I’ve long been fond of old myths and fables and non-Disney adaptations of them. Thus when I come across a comic that has the feel of the fables of old, I quickly devour them. Saijiki Stories (comprised of Autumnside and its sequel Winterside) is one such mythic adaptation, taking elements of various myths (such as myths on why crows are black and the various legends about wolves) and mixing them into a new venue that in some ways creates a new myth for future generations. Nor does cartoonist Leanne Opaskar just rehash old stories; instead, Saijiki Stories takes familiar elements and weaves them into entirely new tales.
The first chapter of Saijiki Stories, Autumnside, is your basic adventure quest. It tells the tale of a young girl named Mala and her pumpkin-headed companion Jack Bales who have come across a glowing floating rock. After bringing the stone home to Mala’s mother, who doesn’t know what it is, she and Jack go off on a quest to discover what this stone is. The story follows a classic three-part format, with Mala facing three trials and encountering an antagonist (who seeks to stone for itself) three times as well. The conclusion of Autumnside is very reminiscent of several myths I’ve read (and which I won’t spoil for new readers) and wraps up nicely.
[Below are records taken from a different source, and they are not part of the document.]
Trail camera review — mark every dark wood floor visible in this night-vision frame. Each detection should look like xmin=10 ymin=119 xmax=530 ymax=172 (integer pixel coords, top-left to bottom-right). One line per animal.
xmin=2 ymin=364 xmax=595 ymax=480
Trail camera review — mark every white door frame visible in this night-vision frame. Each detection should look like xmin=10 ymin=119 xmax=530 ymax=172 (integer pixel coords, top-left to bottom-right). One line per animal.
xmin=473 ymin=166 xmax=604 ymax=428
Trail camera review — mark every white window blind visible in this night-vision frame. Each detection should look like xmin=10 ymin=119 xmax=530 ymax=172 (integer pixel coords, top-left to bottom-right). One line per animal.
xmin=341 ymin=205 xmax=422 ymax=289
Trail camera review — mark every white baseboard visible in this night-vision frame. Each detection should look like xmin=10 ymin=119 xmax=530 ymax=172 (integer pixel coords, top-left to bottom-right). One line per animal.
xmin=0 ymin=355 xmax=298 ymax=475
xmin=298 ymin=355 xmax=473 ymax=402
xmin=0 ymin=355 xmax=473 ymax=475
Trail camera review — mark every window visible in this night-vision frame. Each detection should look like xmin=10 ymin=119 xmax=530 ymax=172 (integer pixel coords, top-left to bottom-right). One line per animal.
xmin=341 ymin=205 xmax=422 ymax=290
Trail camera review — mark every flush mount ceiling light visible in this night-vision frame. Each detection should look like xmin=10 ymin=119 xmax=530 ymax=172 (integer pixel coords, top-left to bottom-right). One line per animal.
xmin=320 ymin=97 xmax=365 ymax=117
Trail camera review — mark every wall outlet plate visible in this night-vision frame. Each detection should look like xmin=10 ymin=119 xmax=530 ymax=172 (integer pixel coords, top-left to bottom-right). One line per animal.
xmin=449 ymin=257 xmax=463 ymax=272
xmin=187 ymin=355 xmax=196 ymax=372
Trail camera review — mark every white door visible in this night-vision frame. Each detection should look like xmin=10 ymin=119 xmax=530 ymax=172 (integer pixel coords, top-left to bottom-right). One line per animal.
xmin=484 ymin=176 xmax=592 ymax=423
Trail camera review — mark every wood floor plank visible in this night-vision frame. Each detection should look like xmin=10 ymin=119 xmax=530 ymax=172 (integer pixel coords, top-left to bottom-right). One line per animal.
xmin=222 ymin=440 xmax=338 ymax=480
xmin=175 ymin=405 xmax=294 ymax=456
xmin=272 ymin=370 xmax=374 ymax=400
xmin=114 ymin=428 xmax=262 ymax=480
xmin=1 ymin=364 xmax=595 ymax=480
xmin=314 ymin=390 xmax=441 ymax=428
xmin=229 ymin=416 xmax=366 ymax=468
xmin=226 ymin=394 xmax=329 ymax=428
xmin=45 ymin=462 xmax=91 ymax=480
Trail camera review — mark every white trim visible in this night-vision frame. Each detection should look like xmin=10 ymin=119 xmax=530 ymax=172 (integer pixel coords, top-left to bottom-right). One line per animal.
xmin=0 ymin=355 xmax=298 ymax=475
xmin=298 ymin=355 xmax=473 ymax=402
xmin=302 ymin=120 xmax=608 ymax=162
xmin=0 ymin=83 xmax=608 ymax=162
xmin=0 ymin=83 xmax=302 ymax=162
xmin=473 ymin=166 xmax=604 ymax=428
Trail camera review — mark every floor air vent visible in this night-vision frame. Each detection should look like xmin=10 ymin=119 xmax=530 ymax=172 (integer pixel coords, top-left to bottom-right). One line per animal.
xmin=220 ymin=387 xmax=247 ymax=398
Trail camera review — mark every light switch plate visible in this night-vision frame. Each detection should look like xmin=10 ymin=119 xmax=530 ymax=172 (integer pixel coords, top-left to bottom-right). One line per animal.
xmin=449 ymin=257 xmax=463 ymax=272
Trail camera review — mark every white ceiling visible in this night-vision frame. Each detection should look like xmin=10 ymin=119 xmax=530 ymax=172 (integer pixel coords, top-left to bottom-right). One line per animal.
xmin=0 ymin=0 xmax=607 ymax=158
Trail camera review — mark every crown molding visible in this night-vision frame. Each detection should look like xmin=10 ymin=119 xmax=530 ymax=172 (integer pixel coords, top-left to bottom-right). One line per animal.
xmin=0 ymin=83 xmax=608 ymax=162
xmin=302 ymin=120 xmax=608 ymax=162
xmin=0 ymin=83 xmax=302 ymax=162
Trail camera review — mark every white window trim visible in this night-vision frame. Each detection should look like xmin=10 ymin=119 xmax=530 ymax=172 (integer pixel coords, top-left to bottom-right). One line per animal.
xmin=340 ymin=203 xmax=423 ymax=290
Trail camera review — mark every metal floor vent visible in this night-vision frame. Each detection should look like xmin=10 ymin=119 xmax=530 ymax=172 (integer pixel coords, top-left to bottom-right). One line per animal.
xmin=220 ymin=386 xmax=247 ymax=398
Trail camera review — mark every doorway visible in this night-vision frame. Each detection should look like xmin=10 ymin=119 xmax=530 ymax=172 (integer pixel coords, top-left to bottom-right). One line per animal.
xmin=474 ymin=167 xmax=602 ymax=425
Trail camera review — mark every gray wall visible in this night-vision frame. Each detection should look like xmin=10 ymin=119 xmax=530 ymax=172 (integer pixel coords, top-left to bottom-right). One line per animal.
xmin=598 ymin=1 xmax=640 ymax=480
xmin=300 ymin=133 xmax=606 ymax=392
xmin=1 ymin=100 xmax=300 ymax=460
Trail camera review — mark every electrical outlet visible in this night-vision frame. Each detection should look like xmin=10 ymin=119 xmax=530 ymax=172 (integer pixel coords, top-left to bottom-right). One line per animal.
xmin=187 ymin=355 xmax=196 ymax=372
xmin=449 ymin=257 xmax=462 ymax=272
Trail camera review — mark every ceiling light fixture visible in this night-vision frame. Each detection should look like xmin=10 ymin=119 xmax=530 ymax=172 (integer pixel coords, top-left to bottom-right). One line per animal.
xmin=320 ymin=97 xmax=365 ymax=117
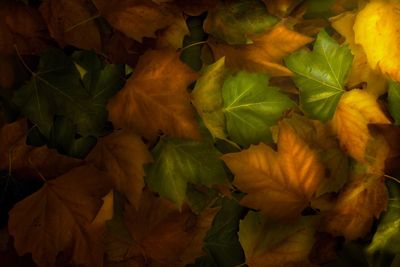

The second chapter of Saijiki Stories, Winterside, continues along the same venue as Autumnside. It continues Mala’s adventures, and several characters from Autumnside appear in the new story. Interestingly, Mala’s companion for Winterside is the Crow Paradigm Karasu, partly because Jack (being a sentient mobile vegetable) can’t go outside during the winter. Instead of a floating glowing rock, the quest this time about is finding the witch Baba Yaga (of Slavic folklore), who has been causing the winter to be especially harsh. Much as before, the story has three trials for Mala; to find Baba Yaga’s three lodgers (though the first has not yet been found at this time).
Saijiki Stories remains a fairly stylized story, using a classic frame storytelling structure. Despite the predictability of its primary plot structure, the imagination behind the retelling of classic myths and folklore and the characters themselves help keep the comic from becoming cliché. The art may be simplistic compared to some older comics, but the simplicity works within the mythic framework of the story. The only real flaw (if you can call it one) is the pacing of the story; I found the archives to be slow in places, and some readers may find the slow pace annoying when they finish the archives and start waiting for updates. But these are relatively minor aspects to a comic that shows considerable imagination and is a refreshing break from the Tolkienesque fantasies and the multitudes of dramatic fiction out on the web.